WASHINGTON — A federal agency official said Monday that banking regulators, in response to industry complaints, have decided to delay a rule governing disclosures about data sharing among affiliates and to make at least one other concession.

The rule, which was expected to be completed in the next few weeks, is supposed to clarify provisions of the Fair Credit Reporting Act of 1996. This law requires banks to give customers an opportunity to opt out of data sharing among affiliates. However, the Gramm-Leach-Bliley Act of 1999 authorized regulators to define in more detail the contents and timing of these notices.

Under a proposed rule issued in September, notice would have to be given once a year and include what information is being released to affiliates, what kind of companies will have access to it, and the customer’s right to refuse to share the information.

Critics in the industry said that the proposal could conflict with a separate rule mandated by Gramm-Leach-Bliley requiring financial companies, by July 1, to give customers copies of their privacy policies and a chance to opt out of information sharing with third parties. These critics said the two rules could set differing notification standards, creating confusion as well as adding to the compliance burden.
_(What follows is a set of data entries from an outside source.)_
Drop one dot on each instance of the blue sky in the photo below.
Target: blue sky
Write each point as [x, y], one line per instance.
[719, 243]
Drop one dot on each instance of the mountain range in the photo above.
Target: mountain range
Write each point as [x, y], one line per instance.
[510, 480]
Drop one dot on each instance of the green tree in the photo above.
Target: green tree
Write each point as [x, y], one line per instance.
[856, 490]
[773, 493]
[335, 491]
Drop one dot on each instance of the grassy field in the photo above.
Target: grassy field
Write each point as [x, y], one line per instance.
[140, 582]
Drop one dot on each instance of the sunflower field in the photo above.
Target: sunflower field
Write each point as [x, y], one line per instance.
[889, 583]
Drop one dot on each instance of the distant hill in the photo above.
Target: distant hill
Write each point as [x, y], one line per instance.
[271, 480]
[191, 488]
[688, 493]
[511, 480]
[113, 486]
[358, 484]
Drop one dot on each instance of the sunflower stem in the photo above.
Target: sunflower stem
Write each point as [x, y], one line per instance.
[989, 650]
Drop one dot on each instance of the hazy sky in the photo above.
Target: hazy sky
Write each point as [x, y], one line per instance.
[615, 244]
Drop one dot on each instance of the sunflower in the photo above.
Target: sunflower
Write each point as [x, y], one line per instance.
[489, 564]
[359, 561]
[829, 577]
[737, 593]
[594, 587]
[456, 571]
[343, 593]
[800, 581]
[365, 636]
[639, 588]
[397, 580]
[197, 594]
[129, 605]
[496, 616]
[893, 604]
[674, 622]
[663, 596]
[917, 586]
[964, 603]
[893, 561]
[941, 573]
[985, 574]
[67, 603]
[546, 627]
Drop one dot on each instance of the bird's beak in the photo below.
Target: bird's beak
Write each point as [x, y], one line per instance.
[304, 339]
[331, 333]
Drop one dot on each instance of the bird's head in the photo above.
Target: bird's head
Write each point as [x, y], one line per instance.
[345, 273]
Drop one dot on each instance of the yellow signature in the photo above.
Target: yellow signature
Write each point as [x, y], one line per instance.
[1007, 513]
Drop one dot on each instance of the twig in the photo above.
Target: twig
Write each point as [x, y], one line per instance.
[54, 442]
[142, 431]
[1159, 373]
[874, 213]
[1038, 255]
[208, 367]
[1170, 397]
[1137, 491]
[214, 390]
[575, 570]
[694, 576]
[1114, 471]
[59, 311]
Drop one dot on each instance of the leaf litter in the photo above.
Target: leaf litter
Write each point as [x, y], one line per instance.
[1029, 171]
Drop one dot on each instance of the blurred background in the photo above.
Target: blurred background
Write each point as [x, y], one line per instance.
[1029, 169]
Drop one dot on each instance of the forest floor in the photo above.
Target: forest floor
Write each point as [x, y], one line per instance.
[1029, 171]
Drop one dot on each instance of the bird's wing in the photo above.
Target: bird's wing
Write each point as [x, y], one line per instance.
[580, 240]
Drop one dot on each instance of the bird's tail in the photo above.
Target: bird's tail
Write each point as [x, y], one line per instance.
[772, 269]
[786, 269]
Furthermore, industry groups urged the banking and thrift agencies in a Feb. 21 letter to delay adopting the proposal so that it can be revamped and so that it would not affect privacy notices that have already gone out for this year.

Steve Cross, director of the division of consumer and compliance affairs at the Federal Deposit Insurance Corp., said the rule would be delayed as the agencies try to resolve technical issues raised by the industry in several comment letters.

“Agency staff thought the letters made a number of good points,” Mr. Cross said.

Also, Mr. Cross said, he expects the agencies not to make the rule retroactive. “Among the FDIC staff, there is agreement that we should not make any FCRA rules retroactive,” he said. “I understand that staff from the other agencies agree. Agency staff think it is more important that institutions get their Gramm-Leach-Bliley notices out to customers and have those notices reflect practices as of this time.”